I risultati dell'inventario dei beni pubblici del 2025 mostrano che la provincia possiede 4.378 immobili (case e terreni), inclusi quelli ricevuti dagli enti del governo centrale. Durante la ristrutturazione e la riorganizzazione amministrativa dell'apparato, 4.271 immobili sono stati mantenuti in uso, riassegnati come strutture di servizio pubblico, convertiti in istituzioni culturali pubbliche o affidati ad altri enti per la gestione.
Al 6 giugno 2026, nell'intera provincia risultavano ancora in corso le procedure di revisione, completamento della documentazione legale e sviluppo dei piani di gestione necessari per la messa in funzione degli impianti.
Nel corso della riunione, i delegati hanno rilevato che la gestione dei beni pubblici presenta ancora alcune difficoltà. Sebbene sia stato emanato un sistema relativamente completo di documenti legali, molte normative rimangono di carattere generale e prive di indicazioni specifiche, generando confusione a livello locale nella fase di attuazione. Anche la parziale decentralizzazione della gestione comporta una certa lentezza nei progressi in alcuni settori.
Inoltre, la revisione e lo sviluppo dei piani di dismissione delle attività in alcune località non sono stati effettuati in modo decisivo, compromettendo l'andamento della gestione delle strutture in eccesso.
Completare la procedura entro il 30 giugno.
A conclusione della riunione, il vicepresidente permanente del Comitato popolare provinciale, Bui Thanh An, ha sottolineato che il processo di riorganizzazione delle unità amministrative e di accorpamento di dipartimenti e agenzie ha generato un ingente surplus di beni pubblici. Si tratta di una risorsa importante che deve essere gestita e sfruttata efficacemente per favorire lo sviluppo socio-economico .

Il Vicepresidente permanente del Comitato popolare provinciale ha richiesto che la gestione e l'organizzazione dei beni pubblici siano svolte in modo scrupoloso, affrontando ogni caso fino in fondo e prevenendo l'abbandono, il deterioramento o l'uso inefficiente degli stessi. Le difficoltà e gli ostacoli che esulano dalle competenze degli enti preposti devono essere raccolti e segnalati alle autorità competenti per una tempestiva valutazione e risoluzione.

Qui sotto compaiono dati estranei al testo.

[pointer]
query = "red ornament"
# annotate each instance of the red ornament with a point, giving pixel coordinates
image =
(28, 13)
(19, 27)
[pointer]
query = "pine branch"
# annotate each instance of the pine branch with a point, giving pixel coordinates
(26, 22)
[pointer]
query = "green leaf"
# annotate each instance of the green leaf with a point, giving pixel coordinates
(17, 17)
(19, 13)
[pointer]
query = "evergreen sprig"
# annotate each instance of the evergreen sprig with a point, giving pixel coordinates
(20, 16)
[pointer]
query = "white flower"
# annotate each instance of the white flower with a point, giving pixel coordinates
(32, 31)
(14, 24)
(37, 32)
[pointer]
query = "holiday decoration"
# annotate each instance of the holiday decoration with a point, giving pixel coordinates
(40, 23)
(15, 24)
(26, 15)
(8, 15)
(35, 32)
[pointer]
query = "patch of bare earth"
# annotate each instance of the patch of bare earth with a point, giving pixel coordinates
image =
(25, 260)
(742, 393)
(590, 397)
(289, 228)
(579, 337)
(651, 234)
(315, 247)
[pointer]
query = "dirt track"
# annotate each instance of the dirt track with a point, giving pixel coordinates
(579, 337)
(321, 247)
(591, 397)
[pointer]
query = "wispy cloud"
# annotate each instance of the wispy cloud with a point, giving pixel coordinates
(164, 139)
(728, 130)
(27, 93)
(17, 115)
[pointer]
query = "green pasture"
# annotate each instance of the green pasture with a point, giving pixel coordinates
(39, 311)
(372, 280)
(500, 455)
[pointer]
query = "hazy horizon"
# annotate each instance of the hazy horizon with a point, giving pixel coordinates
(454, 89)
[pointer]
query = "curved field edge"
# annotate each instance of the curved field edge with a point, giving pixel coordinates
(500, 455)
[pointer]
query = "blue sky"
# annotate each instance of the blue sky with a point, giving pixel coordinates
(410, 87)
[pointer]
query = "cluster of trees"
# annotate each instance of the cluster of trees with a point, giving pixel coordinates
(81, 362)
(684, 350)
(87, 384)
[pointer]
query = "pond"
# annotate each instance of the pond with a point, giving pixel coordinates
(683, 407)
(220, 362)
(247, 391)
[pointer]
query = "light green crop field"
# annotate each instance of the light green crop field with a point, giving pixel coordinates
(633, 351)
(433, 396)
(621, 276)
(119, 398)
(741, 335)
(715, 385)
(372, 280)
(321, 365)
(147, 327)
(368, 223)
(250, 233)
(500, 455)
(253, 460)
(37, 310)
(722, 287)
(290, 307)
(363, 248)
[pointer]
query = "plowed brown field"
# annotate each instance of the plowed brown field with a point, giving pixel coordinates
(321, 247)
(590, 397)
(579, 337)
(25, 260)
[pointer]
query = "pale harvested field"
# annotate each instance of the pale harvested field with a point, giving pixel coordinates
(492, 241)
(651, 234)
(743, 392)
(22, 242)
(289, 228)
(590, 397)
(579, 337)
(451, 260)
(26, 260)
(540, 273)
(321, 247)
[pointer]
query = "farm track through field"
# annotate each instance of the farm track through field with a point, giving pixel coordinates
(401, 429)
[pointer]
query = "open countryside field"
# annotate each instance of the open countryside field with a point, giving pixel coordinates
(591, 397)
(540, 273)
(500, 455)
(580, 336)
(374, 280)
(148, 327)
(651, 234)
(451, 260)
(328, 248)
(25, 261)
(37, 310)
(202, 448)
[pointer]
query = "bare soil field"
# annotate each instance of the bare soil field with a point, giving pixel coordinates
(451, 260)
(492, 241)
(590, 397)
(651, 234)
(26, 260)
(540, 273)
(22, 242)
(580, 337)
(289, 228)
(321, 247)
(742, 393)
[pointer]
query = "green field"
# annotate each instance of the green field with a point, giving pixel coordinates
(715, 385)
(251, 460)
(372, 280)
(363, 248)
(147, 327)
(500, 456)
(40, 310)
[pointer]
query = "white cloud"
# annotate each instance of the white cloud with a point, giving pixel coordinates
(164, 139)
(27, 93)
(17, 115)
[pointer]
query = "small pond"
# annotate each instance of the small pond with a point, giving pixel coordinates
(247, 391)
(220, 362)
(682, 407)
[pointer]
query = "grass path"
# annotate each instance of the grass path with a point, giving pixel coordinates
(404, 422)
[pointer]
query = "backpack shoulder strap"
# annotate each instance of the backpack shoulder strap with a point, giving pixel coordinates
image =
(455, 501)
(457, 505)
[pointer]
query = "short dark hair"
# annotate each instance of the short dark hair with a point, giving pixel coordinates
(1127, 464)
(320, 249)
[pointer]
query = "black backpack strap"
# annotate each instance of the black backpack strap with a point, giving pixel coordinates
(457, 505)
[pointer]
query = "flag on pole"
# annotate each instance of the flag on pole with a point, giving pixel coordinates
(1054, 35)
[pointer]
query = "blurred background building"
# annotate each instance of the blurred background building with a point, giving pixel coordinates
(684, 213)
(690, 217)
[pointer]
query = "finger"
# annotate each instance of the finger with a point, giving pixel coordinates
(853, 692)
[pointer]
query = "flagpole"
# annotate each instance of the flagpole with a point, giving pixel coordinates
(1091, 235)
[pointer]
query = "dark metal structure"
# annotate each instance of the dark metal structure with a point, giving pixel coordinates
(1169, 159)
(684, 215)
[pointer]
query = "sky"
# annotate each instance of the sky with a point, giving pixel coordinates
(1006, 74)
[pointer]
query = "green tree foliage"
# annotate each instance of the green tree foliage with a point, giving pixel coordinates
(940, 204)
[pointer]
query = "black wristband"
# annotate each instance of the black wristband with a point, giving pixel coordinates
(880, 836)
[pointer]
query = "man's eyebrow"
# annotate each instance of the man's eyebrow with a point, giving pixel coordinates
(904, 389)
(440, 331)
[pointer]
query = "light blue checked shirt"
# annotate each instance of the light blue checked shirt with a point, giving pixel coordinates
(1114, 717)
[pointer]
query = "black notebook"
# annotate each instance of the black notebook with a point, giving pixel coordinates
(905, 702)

Al contempo, il Ministero delle Finanze ha il compito di continuare a svolgere il suo ruolo consultivo, rafforzando le linee guida, sollecitando, ispezionando e supervisionando l'attuazione a livello di dipartimenti, settori ed enti locali; e di istituire gruppi di lavoro per supportare direttamente le autorità locali nella risoluzione delle difficoltà relative alla gestione dei beni.
Al fine di garantire progressi, il Comitato popolare provinciale chiede agli enti, alle unità e alle autorità locali di concentrarsi sulla risoluzione definitiva delle questioni relative ai beni pubblici che non sono ancora stati gestiti, trasferiti o per i quali non esiste un piano di sfruttamento e utilizzo; con l'obiettivo di completare tale processo entro il 30 giugno 2026.

Per le forme di sfruttamento dei beni pubblici, come la vendita, la locazione o la conversione della loro destinazione d'uso, il Ministero delle Finanze ha il compito di coordinarsi con gli enti competenti per sviluppare procedure, modelli di documenti e linee guida specifiche al fine di garantire un'applicazione uniforme in tutta la provincia.
Il Vicepresidente permanente del Comitato popolare provinciale ha inoltre richiesto un aumento delle ispezioni e della supervisione sulla gestione e sull'utilizzo delle strutture convertite ad altri usi, garantendo che vengano sfruttate per lo scopo previsto e in conformità con le normative. Allo stesso tempo, ha sollecitato la rapida attuazione delle politiche e delle risoluzioni del Governo per la risoluzione delle difficoltà e degli ostacoli nella gestione dei beni pubblici in eccedenza, contribuendo a migliorare l'efficienza della gestione e dell'utilizzo del patrimonio statale e a prevenire gli sprechi.